Reil war vielseitig tätig: als Gynäkologe, Augenarzt, Badearzt usw. Er war kein Facharzt, sondern ein Universalarzt. Er arbeitete als Universitätslehrer und Forscher. In seiner Brillanz zog er nicht nur Patienten, sondern auch Geistesgrößen seiner Zeit in seinen Umkreis. Das beginnt bei den Universitätskollegen der Stadt wie Johann Friedrich Meckel aus der Medizin und aus anderen Fakultäten Friedrich Schleiermacher, August Hermann Niemeyer, Henrich Steffens, Heinrich Balthasar Wagnitz. Über die Grenzen seines Fachs hinweg gewann er Beziehungen, so zu Johann Friedrich Reichardt, zu Ludwig Börne, zu Markus und Henriette Herz, zu den Berliner Koryphäen der Zeit wie Wilhelm von Humboldt, der ihn 1810 nach Berlin holte. Die Bekanntschaft mit Goethe erfolgte noch in Halle. Goethe war auch sein Patient.

2. Blick auf Halle

An vielen Stellen in Halle ist Reils Name seit mehr als 100 Jahren präsent: Reilstraße, Reileck, Reilshof, Poli-Reil usw. Bereits sein Vater hatte in dieser Stadt Theologie studiert. Der Sohn Johann Christian wandte sich von Anfang an der Medizin zu und wählte Halle (neben Göttingen) zum Studienort. Hier fiel er durch große Begabung auf. Nach einer Art Praktikum in Berlin ließ er sich im Norden als Arzt nieder. Er schrieb dort einen populären medizinischen Ratgeber „für meine Landsleute“. Seine wissenschaftliche Begabung und sein Bürgersinn waren in Halle nicht vergessen, und man holte ihn 1787 als Professor nach Halle, wo er nach und nach mehrere Funktionen erhielt.

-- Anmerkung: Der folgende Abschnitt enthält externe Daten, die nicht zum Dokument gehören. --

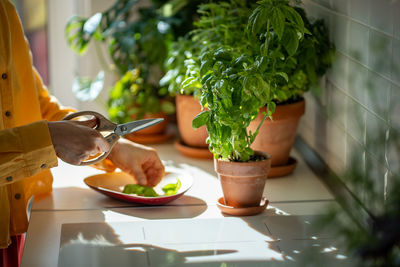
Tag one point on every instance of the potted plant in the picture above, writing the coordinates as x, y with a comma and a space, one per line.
303, 67
239, 77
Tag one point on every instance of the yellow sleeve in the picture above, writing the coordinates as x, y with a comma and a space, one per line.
25, 151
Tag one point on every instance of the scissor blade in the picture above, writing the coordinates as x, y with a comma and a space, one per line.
130, 127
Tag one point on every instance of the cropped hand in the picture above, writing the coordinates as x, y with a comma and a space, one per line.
141, 162
75, 141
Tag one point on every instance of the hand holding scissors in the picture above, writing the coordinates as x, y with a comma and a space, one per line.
112, 131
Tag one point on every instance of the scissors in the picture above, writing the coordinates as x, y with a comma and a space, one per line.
115, 130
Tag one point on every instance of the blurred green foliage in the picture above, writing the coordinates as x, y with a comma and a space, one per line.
138, 38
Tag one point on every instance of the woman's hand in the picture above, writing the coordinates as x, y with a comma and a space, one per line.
141, 162
75, 141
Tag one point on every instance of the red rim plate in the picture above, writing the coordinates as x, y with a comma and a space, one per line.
112, 184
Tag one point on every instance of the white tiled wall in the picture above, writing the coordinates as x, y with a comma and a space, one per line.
354, 124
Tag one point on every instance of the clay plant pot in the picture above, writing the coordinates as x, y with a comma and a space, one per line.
276, 137
187, 107
156, 129
243, 182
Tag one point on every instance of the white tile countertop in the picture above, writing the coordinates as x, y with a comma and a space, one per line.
76, 226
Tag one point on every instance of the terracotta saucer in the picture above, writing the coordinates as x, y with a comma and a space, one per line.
242, 211
282, 170
193, 152
149, 138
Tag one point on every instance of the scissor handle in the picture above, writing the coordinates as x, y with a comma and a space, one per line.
103, 125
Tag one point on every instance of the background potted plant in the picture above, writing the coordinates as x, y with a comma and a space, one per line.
303, 68
239, 76
138, 39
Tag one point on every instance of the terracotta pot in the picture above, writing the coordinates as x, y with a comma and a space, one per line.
156, 129
276, 137
243, 182
187, 107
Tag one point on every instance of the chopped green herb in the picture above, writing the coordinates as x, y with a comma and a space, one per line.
145, 191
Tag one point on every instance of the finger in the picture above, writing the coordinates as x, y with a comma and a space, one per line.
102, 144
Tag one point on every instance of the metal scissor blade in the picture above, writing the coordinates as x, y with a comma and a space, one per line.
130, 127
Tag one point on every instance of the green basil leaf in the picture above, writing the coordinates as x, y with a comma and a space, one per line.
290, 40
201, 119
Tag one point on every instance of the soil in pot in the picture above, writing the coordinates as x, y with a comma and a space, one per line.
243, 182
276, 137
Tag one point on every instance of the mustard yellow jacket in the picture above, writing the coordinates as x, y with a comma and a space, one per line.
26, 150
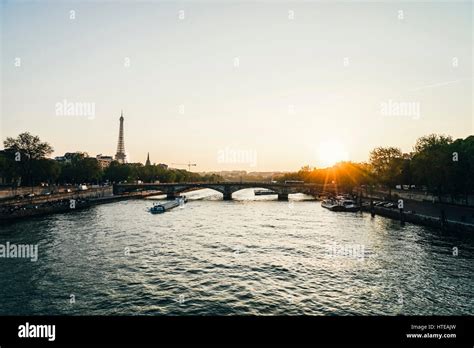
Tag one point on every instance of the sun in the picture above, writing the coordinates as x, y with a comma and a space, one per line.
330, 152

In Halle gründete er auch eine Familie, er heiratete eine Tochter aus angesehener hugenottischer Familie und lebt zunächst in der Großen Ulrichstraße. Als er 1803 aufgrund seiner großen Verdienste den damaligen „spitzen Weinberg“ (heute Reilsberg = Zoo) als Geschenk erhielt, begann er mit einem eigenen Konzept (keine Kopie des Reichardtschen Gartens) die Gestaltung der Anlagen und einem folgenden Hausbau (heute „Reilsvilla“, mehrfach umgebaut).

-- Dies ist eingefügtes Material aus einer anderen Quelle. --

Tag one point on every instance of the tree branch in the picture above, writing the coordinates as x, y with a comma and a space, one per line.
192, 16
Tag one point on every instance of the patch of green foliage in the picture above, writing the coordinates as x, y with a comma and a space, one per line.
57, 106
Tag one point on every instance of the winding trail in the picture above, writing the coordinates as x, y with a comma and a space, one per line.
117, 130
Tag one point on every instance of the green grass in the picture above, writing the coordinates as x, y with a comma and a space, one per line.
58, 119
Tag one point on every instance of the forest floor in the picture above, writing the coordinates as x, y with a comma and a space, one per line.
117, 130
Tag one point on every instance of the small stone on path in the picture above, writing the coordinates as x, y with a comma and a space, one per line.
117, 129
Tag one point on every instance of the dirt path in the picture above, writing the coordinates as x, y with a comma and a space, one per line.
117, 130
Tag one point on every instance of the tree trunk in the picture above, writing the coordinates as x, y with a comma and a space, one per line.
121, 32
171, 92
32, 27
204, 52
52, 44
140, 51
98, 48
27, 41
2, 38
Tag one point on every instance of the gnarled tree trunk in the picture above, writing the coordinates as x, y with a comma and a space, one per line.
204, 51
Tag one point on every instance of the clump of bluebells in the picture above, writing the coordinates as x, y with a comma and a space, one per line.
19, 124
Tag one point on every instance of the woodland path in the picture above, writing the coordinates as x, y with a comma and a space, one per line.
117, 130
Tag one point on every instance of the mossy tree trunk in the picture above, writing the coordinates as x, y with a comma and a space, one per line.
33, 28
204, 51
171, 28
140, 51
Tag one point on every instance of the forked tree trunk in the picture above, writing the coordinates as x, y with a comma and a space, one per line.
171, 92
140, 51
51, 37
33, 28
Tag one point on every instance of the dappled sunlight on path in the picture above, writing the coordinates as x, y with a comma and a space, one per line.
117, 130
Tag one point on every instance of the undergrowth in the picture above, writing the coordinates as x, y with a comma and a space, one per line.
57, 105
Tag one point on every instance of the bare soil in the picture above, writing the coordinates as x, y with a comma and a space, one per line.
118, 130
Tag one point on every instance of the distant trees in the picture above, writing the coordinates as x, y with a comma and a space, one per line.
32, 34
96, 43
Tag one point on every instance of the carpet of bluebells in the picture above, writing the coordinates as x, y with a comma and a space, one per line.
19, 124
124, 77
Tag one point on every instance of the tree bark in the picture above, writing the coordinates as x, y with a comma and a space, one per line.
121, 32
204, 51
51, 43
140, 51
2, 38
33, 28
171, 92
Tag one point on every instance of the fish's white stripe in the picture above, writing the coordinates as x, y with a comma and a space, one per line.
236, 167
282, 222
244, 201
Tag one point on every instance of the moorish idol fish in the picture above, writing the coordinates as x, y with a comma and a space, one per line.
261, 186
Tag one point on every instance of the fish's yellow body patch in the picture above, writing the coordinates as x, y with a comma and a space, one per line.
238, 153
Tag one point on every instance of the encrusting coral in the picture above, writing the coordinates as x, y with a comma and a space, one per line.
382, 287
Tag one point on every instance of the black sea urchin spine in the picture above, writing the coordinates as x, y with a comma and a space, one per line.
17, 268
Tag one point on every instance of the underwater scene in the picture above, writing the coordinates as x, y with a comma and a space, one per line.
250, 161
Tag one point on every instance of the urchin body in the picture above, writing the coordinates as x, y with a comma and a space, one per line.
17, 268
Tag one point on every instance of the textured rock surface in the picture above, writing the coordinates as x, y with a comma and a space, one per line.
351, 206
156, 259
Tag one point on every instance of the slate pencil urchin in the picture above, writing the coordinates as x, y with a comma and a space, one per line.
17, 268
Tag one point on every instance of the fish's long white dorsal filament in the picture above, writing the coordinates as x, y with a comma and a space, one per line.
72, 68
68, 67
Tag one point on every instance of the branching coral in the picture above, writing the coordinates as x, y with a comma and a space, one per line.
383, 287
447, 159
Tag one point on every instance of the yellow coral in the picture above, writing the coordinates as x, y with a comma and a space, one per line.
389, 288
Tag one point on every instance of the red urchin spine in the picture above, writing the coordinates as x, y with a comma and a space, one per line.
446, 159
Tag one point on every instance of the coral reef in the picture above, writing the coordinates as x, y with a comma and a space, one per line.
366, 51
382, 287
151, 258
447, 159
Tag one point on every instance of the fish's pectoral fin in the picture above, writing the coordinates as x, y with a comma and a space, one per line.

Neben seinen medizinischen Verdiensten ist sein besonderes Engagement für Halle in Form der Errichtung einer Kur-Badeanstalt (unterhalb der Klinik am Dom) als Beitrag zum wirtschaftlichen Aufschwung der darniederliegenden Stadt hervorzuheben. Innerhalb zweier Jahre entwarf und ließ er eine Art Reha-Zentrum bauen, das nicht nur die natürlichen Solquellen Halles, sondern auch den „Säuerling“ Böllbergs (= „Gesundbrunnen“) miteinbezog. Die modernen Anlagen mit Parks und Salons zogen viele Kurgäste aus ganz Deutschland an – vor allem aber als Magnet der Direktor Oberbergrat Dr. Christian Reil. Das erste Theater Halles, das er 1811 gründete (im ehemaligen Barfüßerkloster), gehörte zum wirtschaftlich-kulturellen Konzept des Badebetriebs.

1810 nahm er einen Ruf an die in Gründung befindliche Universität in Berlin an, blieb aber Halle, auch durch den Badebetrieb, bis zu seinem Tod verbunden. In Berlin selbst musste er sich seine besondere Stellung innerhalb der Kollegenschar erkämpfen, Übereinstimmung fand man großenteils in politischen Fragen. Als Patriot verbündete er sich mit etlichen Universitätskollegen und Prominenten gegen die Napoleonische Fremdherrschaft. Er wurde zum Direktor der Preußischen Lazarette links der Elbe ernannt. Im Rahmen dieser Tätigkeit infizierte er sich mit Typhus und starb bei seiner Schwester in Halle.

2009 ehrte Halle Johann Christian Reil zum 250. Geburtstag durch die Aktion „Halle liest“, in dem ein Porträt aus „Literaturbausteinen“ hergestellt wird. Zahlreiche Vorträge, Lesungen und ein Lese-Buch rund um Reil vervollständigen das Jahresprogramm.